Tissue Factor (TF) is constitutively expressed within the myocardium especially by cardiomyocytes (CM). Myocardial inflammation is associated with an altered TF expression and increased local and systemic thrombogenicity. We investigated the transcriptional regulation of CM TF expression under inflammatory conditions. In a second step, TF-bearing microparticle (MP) generation from CM and diffusion through an endothelial monolayer was evaluated.
Methods: Murine CM (HL-1) were stimulated with TNF-α (10ng/mL) and/or pre-incubated with specific inhibitor for JNK, p38, ERK1/2 and NFκB. The TF expression was quantified by real-time PCR, western blot and TF activity assay. The release of MP from CM was assessed by FACS. A trans-well chamber system for co-cultivation of endothelial cells and CM was used to determine whether CM-derived thrombogenic MP would diffuse through an endothelial monolayer upon stimulation with TNF-α.

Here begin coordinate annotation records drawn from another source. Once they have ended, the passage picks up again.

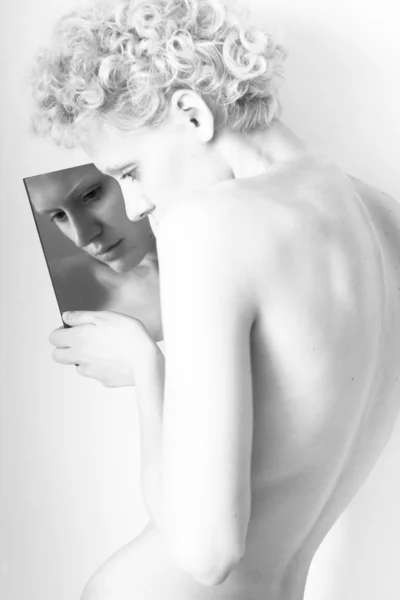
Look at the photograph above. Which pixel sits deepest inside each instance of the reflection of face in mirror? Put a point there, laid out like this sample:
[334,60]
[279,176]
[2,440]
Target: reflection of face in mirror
[110,262]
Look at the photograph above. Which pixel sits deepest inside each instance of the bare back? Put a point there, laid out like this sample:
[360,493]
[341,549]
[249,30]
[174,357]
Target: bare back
[326,362]
[325,368]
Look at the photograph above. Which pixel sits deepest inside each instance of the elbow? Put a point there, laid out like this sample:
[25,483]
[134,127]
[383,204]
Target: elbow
[208,566]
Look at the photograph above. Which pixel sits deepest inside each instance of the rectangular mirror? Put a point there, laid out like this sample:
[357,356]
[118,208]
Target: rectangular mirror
[97,258]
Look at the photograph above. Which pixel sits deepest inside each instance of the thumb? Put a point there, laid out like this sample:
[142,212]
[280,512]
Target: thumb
[79,317]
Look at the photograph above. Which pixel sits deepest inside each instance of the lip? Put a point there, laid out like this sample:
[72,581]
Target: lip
[110,252]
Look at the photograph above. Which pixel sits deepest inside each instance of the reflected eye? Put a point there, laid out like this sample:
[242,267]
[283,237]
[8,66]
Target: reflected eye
[59,217]
[91,196]
[132,175]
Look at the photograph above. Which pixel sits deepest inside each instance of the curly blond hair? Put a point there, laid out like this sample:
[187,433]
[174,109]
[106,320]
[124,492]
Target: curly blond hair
[120,62]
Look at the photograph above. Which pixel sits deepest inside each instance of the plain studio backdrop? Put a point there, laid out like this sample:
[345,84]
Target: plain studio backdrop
[69,447]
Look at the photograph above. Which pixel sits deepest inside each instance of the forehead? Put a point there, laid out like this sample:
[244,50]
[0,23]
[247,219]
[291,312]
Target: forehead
[52,190]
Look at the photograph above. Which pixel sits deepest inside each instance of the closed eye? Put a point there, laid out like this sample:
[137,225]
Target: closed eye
[60,216]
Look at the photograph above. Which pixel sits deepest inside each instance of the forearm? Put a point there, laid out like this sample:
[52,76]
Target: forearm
[150,398]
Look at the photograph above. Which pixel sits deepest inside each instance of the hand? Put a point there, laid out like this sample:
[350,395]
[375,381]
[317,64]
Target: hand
[104,345]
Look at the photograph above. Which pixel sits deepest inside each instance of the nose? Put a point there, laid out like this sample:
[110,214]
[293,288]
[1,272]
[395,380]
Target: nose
[84,231]
[137,205]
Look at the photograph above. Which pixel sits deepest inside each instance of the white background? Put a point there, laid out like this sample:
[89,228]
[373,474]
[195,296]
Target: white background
[69,448]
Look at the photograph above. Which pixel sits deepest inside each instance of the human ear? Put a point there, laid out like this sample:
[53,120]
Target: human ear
[190,107]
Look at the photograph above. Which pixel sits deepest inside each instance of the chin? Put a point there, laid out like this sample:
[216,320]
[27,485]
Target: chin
[124,264]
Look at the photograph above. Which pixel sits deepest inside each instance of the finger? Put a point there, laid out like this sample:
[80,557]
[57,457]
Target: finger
[82,370]
[64,356]
[79,317]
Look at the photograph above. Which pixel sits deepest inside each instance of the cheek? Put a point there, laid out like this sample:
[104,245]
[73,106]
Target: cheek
[65,230]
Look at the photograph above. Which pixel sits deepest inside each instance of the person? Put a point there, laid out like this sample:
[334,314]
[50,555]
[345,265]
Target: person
[117,268]
[279,279]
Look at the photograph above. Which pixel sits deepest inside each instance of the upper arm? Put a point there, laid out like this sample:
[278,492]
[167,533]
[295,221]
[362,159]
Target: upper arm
[207,420]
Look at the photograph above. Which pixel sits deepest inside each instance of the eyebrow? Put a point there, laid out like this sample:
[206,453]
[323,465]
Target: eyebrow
[67,198]
[116,169]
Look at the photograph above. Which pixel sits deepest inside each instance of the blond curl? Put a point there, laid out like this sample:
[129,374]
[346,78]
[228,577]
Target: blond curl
[121,62]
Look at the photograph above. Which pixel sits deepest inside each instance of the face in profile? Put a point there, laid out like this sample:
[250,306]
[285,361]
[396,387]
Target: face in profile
[87,206]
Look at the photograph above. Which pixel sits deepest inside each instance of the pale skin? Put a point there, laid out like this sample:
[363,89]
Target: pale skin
[282,355]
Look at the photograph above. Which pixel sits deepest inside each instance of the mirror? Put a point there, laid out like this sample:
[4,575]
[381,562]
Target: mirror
[97,258]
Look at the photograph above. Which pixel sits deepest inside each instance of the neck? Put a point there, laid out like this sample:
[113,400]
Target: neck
[250,154]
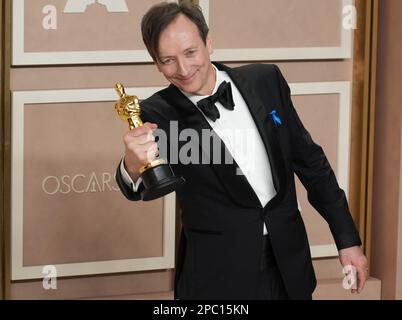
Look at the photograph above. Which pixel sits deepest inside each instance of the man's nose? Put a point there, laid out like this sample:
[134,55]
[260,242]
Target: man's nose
[183,68]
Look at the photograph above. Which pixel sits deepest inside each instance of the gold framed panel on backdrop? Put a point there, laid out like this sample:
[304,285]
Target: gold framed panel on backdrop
[284,43]
[66,210]
[47,32]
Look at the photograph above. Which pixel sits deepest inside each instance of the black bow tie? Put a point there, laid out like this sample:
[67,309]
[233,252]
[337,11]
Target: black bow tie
[223,95]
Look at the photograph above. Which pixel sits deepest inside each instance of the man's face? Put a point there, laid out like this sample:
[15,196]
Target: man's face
[184,59]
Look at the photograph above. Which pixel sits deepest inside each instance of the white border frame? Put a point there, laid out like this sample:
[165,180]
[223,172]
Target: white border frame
[344,51]
[344,89]
[20,57]
[21,272]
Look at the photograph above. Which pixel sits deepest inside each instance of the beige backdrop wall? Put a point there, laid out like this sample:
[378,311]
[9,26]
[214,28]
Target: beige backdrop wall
[387,201]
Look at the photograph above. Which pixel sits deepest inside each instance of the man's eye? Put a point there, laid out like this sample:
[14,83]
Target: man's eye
[167,61]
[191,53]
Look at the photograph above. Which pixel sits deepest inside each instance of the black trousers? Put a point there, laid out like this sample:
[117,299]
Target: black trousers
[271,283]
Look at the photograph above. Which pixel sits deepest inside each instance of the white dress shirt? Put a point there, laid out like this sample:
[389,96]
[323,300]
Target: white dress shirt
[237,129]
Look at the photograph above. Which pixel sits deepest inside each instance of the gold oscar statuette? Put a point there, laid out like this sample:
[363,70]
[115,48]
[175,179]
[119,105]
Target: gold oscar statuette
[157,176]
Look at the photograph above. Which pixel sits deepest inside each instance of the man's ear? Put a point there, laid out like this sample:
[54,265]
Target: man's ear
[208,43]
[157,65]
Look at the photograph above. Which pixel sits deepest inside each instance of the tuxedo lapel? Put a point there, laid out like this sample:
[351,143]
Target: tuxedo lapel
[190,117]
[267,130]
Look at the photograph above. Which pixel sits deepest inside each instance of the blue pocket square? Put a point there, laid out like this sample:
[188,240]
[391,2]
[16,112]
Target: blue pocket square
[275,118]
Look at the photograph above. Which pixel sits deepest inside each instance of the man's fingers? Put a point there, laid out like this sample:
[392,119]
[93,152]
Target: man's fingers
[145,129]
[361,278]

Results: TNF-α induced the TF expression in CM (mRNA: 3.45 ± 0.65-fold; protein: 3.26 ± 0.65-fold; TF activity: 2.40 ± 0.30-fold; P<0.005 vs. control). The inhibition of JNK (10μM SP600125) reduced the constitutive TF expression to 64.69 ± 0.07% (mRNA) and to 36.17 ± 0.05% (protein) of the control levels (P<0.001). JNK inhibition also reduced the TF induction after TNF-α stimulation to 18.75 ± 0.65% (mRNA) and 10.78 ± 0.66% (protein) of TNF-α stimulated controls (P<0.001). Increased amounts of thrombogenic MP were released in response to TNF-α (2.47 ± 0.15-fold; P<0.01). The inhibition of JNK led to an increase in the release of MP from CM (4.88 ± 0.63-fold; P<0.01), but not of MP-associated TF activity. TF-positive MP from CM diffused upon stimulation with TNF-α through an endothelial monolayer into the extracellular endothelial compartment, (MP diffusion 18.15 ± 1.67% vs. 44.36 ± 5.45%; P<0.05 control vs. TNF-α) thereby increased its thrombogenicity.

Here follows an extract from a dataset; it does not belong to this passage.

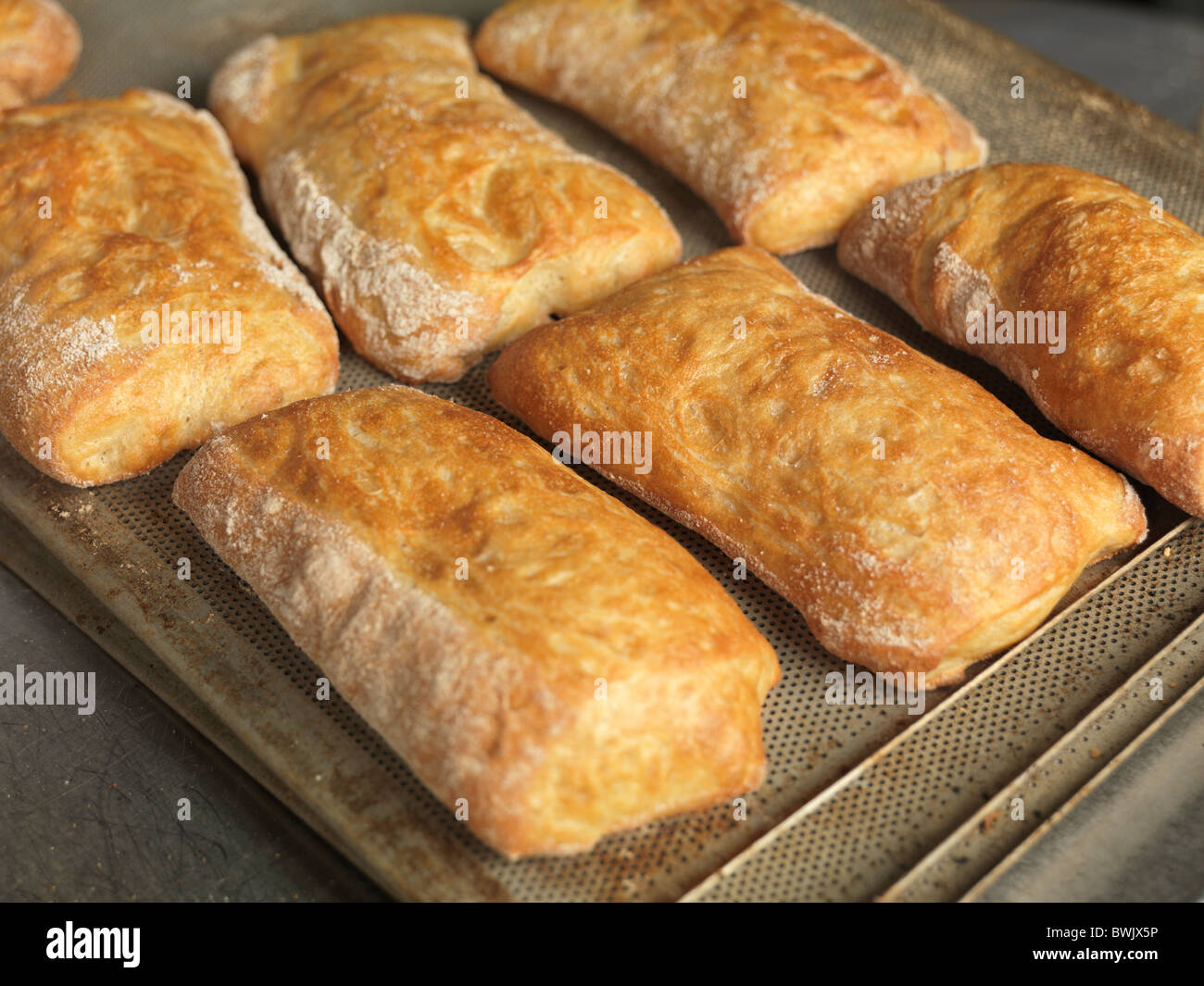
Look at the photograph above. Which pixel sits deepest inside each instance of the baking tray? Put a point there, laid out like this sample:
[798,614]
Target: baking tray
[861,801]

Conclusion: Cardiomyocytic TF expression and MP release was regulated through JNK. The permeability of an endothelial monolayer for MP of cardiomyocytic origin was increased after TNF-α stimulation. Thus, myocardial inflammation is associated with TF upregulation and release of TF-bearing MP from cardiomyocytes, contributing to an increased thrombogenicity in the heart.